Between 1941-2 a significant improvement was made when the forecastle was extended aft to amidships, thereby providing more space for accommodation, as the war progressed many additions and changes were made to the bridge and deckhouse to accommodate extra Oerlikons on the bridge wings, asdic, radar, Hedgehog, and heightened bridge to allow for the bow gun being raised to allow sufficient depression for close range firing and water tube boilers with forced draught stokehold, identified by the elimination of the four large cowl ventilators.
The hull was also modified with more sheer and increased flare at the more raking stem, some having a vertical funnel without rake designed to make it more difficult to confirm the course.
In July 1939, an order for 26 ships was placed initially with 11 of the smaller shipyards, followed by 30 on 31 August, then a further 10 on 21 September, just after an order for 20 from Harland & Wolff of Belfast, the largest single order to any one British yard and being unusual that it was the only order given to a large shipbuilder. This order was deemed a priority over others by Winston Churchill in a phone call to the yard. The first, HMS Arabis was completed less than seven months after receiving the contract and five months after the keel was laid, an average which was maintained over the length of the programme, the first batch were laid down in batches of four, the remainder in pairs, the last being handed over on 9 Jan 1941, with an average of one being handed over every fortnight.

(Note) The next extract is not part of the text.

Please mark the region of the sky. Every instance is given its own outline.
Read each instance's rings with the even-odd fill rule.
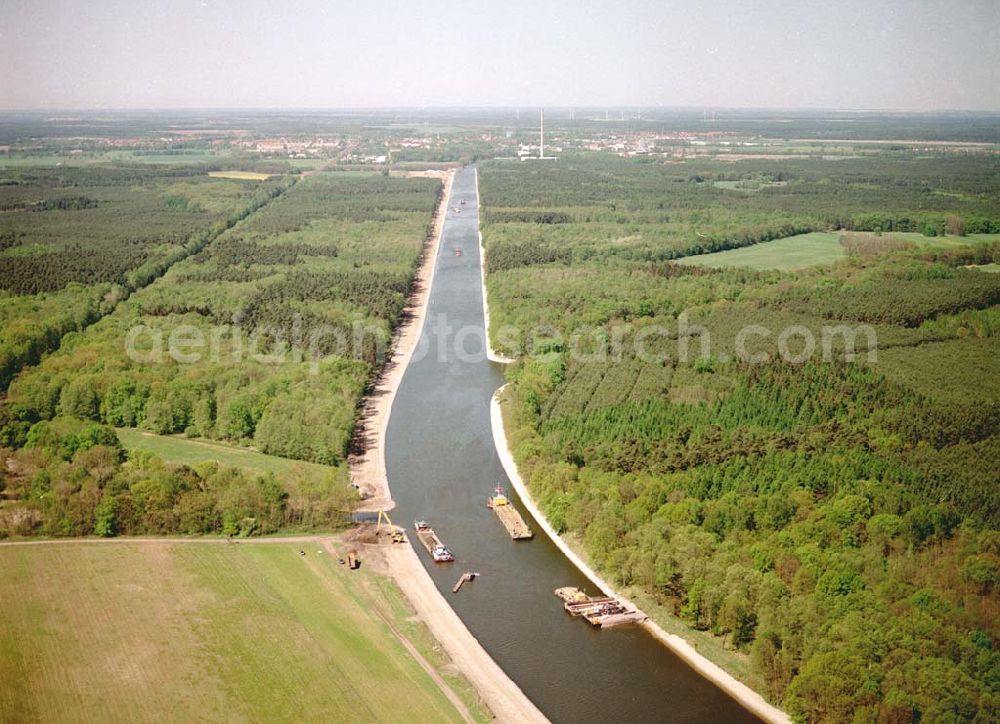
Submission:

The grand total of Flowers built has been difficult to establish as the records do not coincide, but the general accepted number is as follows:
UK built 136 for RN with 7 cancelled, 16 for France. Canadian built 130, 6 cancelled, 15 lend lease. French built 6, 2 cancelled, 4 completed for German navy. Total 288, being the largest number of any members of same class ever ordered for the RN.
The first to be completed on 6 April 1940, HMS Gladiolus by Smith’s Dock and reached 16.6 knots on trials and did not waste any time as in fact was the first Flower to sink a U-boat.

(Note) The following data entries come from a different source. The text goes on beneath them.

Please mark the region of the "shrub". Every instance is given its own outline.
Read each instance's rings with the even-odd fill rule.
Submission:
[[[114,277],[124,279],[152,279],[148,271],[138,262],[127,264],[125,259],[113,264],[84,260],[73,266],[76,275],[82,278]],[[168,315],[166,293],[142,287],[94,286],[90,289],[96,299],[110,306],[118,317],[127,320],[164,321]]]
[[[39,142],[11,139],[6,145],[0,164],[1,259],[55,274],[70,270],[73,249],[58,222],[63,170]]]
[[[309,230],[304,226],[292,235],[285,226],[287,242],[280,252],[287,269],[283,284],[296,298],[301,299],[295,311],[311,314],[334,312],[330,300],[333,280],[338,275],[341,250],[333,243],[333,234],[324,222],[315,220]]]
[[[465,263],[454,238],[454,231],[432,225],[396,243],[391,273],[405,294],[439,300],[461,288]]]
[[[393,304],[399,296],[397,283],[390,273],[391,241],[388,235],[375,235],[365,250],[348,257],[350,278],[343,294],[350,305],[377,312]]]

This was U-26 on 1 July 1940 and U-65 on 28 April 1941, but her short life ended when she was torpedoed and sunk on 17 Oct 1941 by U-558 in the North Atlantic when escorting the eastbound convoy SC48.
The Flowers sank over 50 U-boats, either singly or participating in a group role. When the US entered the war in December 1941, it was immediately recognised that they were short of escorts, thus the RN transferred 10 ships and 15 building in Canada were allocated although only 8 were transferred.
The Flowers have been a very popular subject for model makers, with a number of plastic kits being marketed and has resulted in numerous outstanding examples of the model makers craft. Whilst the Flowers gave sterling service, it was accepted that something bigger was required to cope with the conditions in the North Atlantic and also more space was needed for the latest weapon and sensor systems and increased crewing. Smith’s dock forwarded a proposal to the Admiralty, which was developed by the Admiralty design team. This vessel came to be known as the Castle class, both classes of which some were converted to Ocean Weather Reporting ships.
Interestingly, despite being 420 tons heavier than the Flowers and having the same engine, the Castles were slightly faster due to the additional 37ft in length.
Somewhat ironically some Flowers and Castles were converted to ocean weather ships, and dodged around in the Atlantic for a month, in conditions similar to that experienced in WWII.